O mercado de trabalho então está bastante aquecido e com boas perspectivas?

Eu acho. A empregabilidade é muito alta dos nossos ex-alunos, existem muitas demandas que a gente não consegue nem atender.

 

Quais as principais inovações na área nos últimos dez anos?

É uma profissão que está sofrendo muitas mudanças, são muitos sensores novos. Tem sistema de levantamento móvel em mochilas e carros, robôs terrestres, veículos terrestres com câmeras a laser, drones. Tem milhares de satélites no espaço que se pode usar, uma grande quantidade de sensores e plataformas se pode carregar. Muitas tarefas que antes o operador fazia manualmente, como o cálculo, hoje são automatizadas, o engenheiro tem a função de fazer a seleção da tecnologia apropriada, em termos de custo e para atingir a qualidade que os usuários precisam, e ser capaz de fazer o controle de qualidade. Como isso muda muito, o cartógrafo tem que se adaptar continuamente, diferentemente de um profissional que se formou há 30 anos, hoje ele vai para a faculdade tem um conjunto de técnicas, quando termina, são outras.

 

A educação continuada é então fundamental para o engenheiro cartógrafo?

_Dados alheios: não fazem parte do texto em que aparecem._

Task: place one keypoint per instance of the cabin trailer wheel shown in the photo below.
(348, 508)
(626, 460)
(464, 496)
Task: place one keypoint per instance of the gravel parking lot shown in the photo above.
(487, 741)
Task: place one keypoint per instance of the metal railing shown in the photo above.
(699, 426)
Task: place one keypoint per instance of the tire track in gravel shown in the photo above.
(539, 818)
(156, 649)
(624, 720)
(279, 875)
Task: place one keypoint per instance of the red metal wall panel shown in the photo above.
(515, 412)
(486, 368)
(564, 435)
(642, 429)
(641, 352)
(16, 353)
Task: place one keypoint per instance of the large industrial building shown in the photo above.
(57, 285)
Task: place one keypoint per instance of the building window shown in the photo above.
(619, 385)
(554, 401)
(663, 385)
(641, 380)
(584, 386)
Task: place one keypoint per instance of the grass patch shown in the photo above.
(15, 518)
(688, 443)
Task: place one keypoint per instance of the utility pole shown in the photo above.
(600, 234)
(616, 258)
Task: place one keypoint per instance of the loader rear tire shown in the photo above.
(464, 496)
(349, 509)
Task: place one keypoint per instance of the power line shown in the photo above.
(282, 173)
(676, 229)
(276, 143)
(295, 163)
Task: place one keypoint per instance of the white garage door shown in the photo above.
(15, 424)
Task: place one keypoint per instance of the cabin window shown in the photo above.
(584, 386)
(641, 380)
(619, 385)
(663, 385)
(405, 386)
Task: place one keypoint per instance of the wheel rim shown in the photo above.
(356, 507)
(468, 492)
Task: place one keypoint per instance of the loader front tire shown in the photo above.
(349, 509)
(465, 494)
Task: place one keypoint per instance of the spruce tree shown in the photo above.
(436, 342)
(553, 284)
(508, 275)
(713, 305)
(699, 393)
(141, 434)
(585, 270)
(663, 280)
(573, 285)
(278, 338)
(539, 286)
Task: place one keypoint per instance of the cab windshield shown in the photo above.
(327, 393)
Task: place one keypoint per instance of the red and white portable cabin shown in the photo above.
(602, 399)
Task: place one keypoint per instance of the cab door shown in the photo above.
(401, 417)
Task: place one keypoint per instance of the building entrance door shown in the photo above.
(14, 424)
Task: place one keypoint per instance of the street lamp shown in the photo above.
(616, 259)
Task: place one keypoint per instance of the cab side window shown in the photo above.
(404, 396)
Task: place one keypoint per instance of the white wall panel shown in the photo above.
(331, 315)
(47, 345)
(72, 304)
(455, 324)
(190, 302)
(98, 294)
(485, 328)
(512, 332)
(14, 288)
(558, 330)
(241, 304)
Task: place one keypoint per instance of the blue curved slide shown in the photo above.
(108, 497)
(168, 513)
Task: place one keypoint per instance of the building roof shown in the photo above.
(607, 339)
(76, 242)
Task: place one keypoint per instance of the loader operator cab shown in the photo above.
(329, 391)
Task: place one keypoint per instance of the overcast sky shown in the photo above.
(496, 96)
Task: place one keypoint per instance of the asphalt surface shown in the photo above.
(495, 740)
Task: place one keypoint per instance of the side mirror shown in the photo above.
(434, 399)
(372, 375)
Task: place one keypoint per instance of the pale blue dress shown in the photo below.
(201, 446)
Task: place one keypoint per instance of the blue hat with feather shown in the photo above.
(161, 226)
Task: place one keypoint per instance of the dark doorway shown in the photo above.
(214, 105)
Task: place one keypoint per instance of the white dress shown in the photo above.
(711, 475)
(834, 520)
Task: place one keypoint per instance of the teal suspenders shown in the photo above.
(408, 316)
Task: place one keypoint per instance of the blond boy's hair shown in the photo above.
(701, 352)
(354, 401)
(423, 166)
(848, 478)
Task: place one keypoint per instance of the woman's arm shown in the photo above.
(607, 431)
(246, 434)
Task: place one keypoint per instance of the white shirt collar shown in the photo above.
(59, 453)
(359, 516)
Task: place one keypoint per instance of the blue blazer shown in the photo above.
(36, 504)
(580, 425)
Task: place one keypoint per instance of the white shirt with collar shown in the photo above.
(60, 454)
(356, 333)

E a formação básica. Não adianta ele aprender simplesmente tecnologias. Se não tiver fundamentos sólidos em matemática, em física, nas ciências que fazem parte, não consegue aprender depois, o cartógrafo tem que sair da universidade com uma formação sólida que lhe permita aprender por conta própria, porque as coisas mudam todo ano, software, equipamento, ele tem que ser capaz de ler e entender. A base sólida é o principal atributo do engenheiro.

 

Quais as dicas para o jovem que está ingressando na profissão ou pretende seguir pelo caminho da engenharia cartográfica?

Tem que gostar de ciências exatas. Para ter sucesso tem que ter uma formação em inglês mínima, ser capaz de ler e se expressar, mas fundamentalmente ter uma boa base em matemática, física, nas ciências exatas, ter capacidade de gestão.